The claims made by plaintiff herein were concededly made upon Merry Tiller on either October 31, 1989, by the letter sent to Merry Tiller from Taylor’s carrier, or December 12, 1991, when service on the lawsuit was obtained. These dates are clearly outside the policy period, and there is no coverage for plaintiffs claim under the policy.

The United States Court of Appeals for the Sixth Circuit, applying Ohio law, was faced with similar facts in A.C. Strip, supra. Strip had purchased separate claims made policies from Pacific Employers Insurance Company (“Pacific”) and from the Home Insurance Company (“Home”). Id. at 183. The Pacific policy was effective August 2, 1984 through August 2, 1985. Id. The Home policy was effective August 2,1985 through August 2, 1986. Id. at 188.

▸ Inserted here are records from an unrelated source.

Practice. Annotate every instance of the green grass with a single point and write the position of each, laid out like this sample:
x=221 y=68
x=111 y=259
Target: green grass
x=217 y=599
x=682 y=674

A claim was first made upon Strip on July 25, 1985, however, Strip did not report the claim to Pacific until August 19, 1985, seventeen days after the end of the policy period. Id., 868 F.2d at 185. The Pacific policy required the claim to be “first made against the insured and reported to the company during the policy period.” Id. at 185. The Sixth Circuit affirmed the district court’s entry of summary judgment in favor of Pacific, holding:

“[T]he Pacific claims made policy issued to Strip covers claims that were made and reported between August 2, 1984 and August 2, 1985. It is undisputed that the July 25, 1985 claim against Strip was not reported to Pacific’s agent until August 19, 1985. Under these circumstances, Pacific is not liable to Strip for a defense or indemnity from the July 25 claim.” Id. at 187.

Correspondingly, with respect to the Home policy, because the claim was first made upon Strip on July 25, 1985, eight days prior to the beginning of Home’s policy period, the district court entered summary judgment in favor of Home, holding that the policy did not cover the claim because the claim was asserted prior to the effective date of Home’s coverage. Id., 868 F.2d at 184. Similar to ISOP’s policy, the Home policy required the claim to be “first made against the insured during the policy period.” Id. at 189. In affirming the district court, the Sixth Circuit held:

“The simple answer to Strip’s argument is that it ignores the language in the first paragraph of Section 1 which requires that, even for acts occurring prior to the policy period, the claim must be made against the insured during the policy period. Such was not the case here, where the claim was first made on July 25, 1985, but the policy period did not begin until August 2, 1985. Under the plain language of the Home policy, Home is not liable to Strip.” Id.

Just as in A.C. Strip, the October 31, 1989 claim upon Merry Tiller was before the policy period, and the December 12, 1991 service of process upon Merry Tiller was after the policy period. Thus, neither triggered coverage under the policy.

Plaintiffs assignment of error is overruled.

Judgment affirmed.

Matia, P.J., and Karpinski, J., concur.